1.  The provisional tolerable weekly intake (PTWI) of Cd set by the Joint FAO/WHO Expert Committee on Food Additives,
or EFSA Panel on Contaminants in the Food Chain (CONTAM)

A person weighs 60 kg (132 lbs) and eats approx. 100 g dark chocolate per week.

  • Calculate what proportion of PTWI such an intake constitutes if the cadmium content corresponds to the limit value.

  • 100 g of chocolate contains 0.08 mg = 80 .g of cadmium
    A person weighing 60 kg may consume 150 µg cadmium / week
    100 g of chocolate will thus correspond to 80 x 100/150 = 53% of PTWI

Exposure levels: Cd can have health effects at much lower exposure levels. Uptake, distribution and excretion: Recorded orally or pulmonarily (depending on particle size)

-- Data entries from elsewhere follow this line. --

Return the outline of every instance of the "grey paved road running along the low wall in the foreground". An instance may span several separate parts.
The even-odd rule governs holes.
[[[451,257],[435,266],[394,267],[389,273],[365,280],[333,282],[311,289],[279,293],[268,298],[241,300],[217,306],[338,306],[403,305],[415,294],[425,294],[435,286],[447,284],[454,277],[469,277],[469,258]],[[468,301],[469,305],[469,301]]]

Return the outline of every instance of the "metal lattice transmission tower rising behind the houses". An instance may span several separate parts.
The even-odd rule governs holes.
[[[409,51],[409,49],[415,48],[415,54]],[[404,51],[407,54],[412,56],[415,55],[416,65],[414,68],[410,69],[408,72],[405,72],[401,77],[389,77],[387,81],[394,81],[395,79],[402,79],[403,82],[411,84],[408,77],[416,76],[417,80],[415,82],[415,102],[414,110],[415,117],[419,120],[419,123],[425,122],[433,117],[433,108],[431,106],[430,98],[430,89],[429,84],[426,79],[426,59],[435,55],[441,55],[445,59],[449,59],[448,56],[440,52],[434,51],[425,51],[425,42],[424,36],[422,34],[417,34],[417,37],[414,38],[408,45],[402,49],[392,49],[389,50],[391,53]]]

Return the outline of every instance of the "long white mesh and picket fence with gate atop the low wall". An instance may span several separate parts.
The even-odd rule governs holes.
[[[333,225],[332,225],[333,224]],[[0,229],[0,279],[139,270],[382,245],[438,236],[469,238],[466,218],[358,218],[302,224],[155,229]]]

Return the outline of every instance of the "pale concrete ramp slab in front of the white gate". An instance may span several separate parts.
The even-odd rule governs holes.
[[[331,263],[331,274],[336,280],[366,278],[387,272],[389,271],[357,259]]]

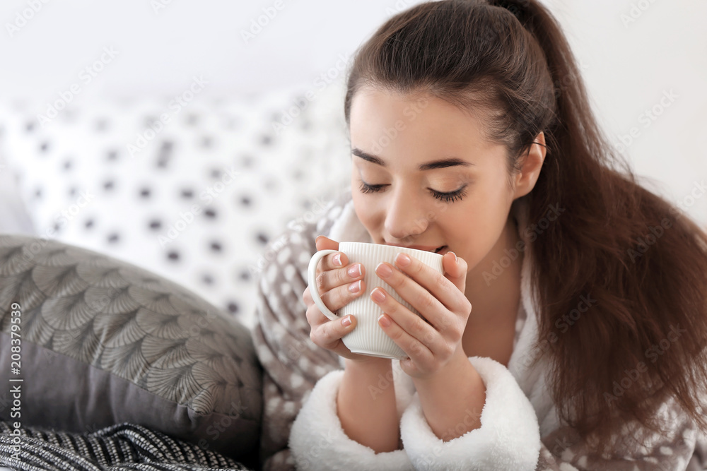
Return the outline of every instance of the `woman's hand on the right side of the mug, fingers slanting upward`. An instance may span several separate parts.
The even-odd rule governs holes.
[[[463,354],[462,334],[472,311],[464,296],[467,263],[449,252],[442,266],[444,275],[414,257],[399,254],[395,266],[380,263],[375,268],[376,275],[422,316],[383,288],[375,288],[370,294],[384,313],[378,324],[407,353],[409,358],[401,360],[400,366],[413,378],[432,376],[455,354]]]

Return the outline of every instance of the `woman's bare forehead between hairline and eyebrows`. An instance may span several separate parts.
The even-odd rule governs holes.
[[[351,101],[351,145],[383,158],[463,158],[496,147],[484,137],[480,117],[430,93],[365,87]]]

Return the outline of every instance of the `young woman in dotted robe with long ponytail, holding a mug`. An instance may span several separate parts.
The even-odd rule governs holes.
[[[544,7],[399,13],[357,52],[344,111],[351,191],[260,280],[266,469],[703,469],[707,234],[604,140]],[[320,263],[332,311],[366,270],[420,311],[370,294],[409,358],[351,354],[355,316],[312,302],[308,260],[342,240],[444,254],[443,276]]]

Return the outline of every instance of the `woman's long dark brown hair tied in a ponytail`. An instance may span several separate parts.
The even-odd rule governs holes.
[[[699,407],[707,384],[707,234],[638,184],[602,136],[568,42],[546,8],[536,0],[413,6],[358,49],[347,124],[362,86],[423,91],[483,110],[489,138],[508,148],[509,171],[544,132],[542,172],[523,198],[530,222],[551,205],[566,208],[527,247],[538,337],[551,339],[543,348],[564,422],[605,451],[626,419],[669,429],[655,412],[672,396],[707,426]],[[595,300],[591,308],[558,330],[583,296]]]

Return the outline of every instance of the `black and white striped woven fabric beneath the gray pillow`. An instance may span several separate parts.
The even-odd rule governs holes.
[[[248,470],[219,453],[134,424],[88,434],[13,431],[10,422],[0,422],[0,465],[21,471]]]

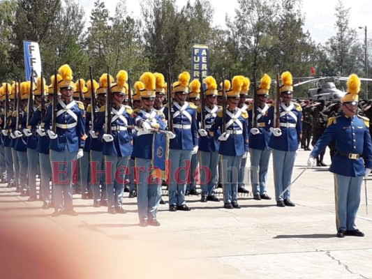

Itai-itai (IID), Cadmium and Rheumatoid Disease

There was an endemic disease of unknown etiology in the Jinzu River basin of Toyama, Japan.  It was a painful condition called 'itai-itai' (itai, meaning ouch).  Patients complained of bone pain, especially in the pelvic girdle and legs while walking.  It was in 1946, just after the Second World War, when itai-itai disease began to be medically evaluated. The local agricultural association requested Kanazawa University to conduct an investigation, Nagasawa et al., (1947) conducted this investigation and published their results the following year. In that paper, the authors referred to this endemic disorder as a rheumatoid disease.[1]

The 35-year history of 'itai-itai' has been divided into three periods: (1) 1955−1961, an early phase of epidemiology, symptom characterization and attempts at treatment; (2) a middle period during which diagnostic criteria were formalized and research focused on the influence of heavy metal contamination, particularly Cd; and (3) around 1970−1990, a third period in which the role of Cd accumulation in disease etiology was firmly established.[1]

Itai-itai disease (IID) is the most severe form of chronic cadmium (Cd) intoxication of human. The patients of IID suffer from renal anemia, tubular nephropathy and osteopenic osteomalacia, and 90% of the patients are post-menopausal women.   Experiments suggest concurrent administration of estradiol helps the vitamin D therapy for IID patients and the removal of Fe at the mineralization front of bone (3) is important for the recovery to normal bone remodeling.


1.  Keiko Aoshima, Itai-itai disease: Renal tubular osteomalacia induced by environmental exposure to cadmium—historical review and perspectives.
Soil Science and Plant Nutrition, 2016, Pages 319-326.

2. Takashi Umemura and Yumi Wako. Pathogenesis of osteomalacia in itai-itai disease.  Journal of Toxicologic Pathology, 2006: 19: 69-74.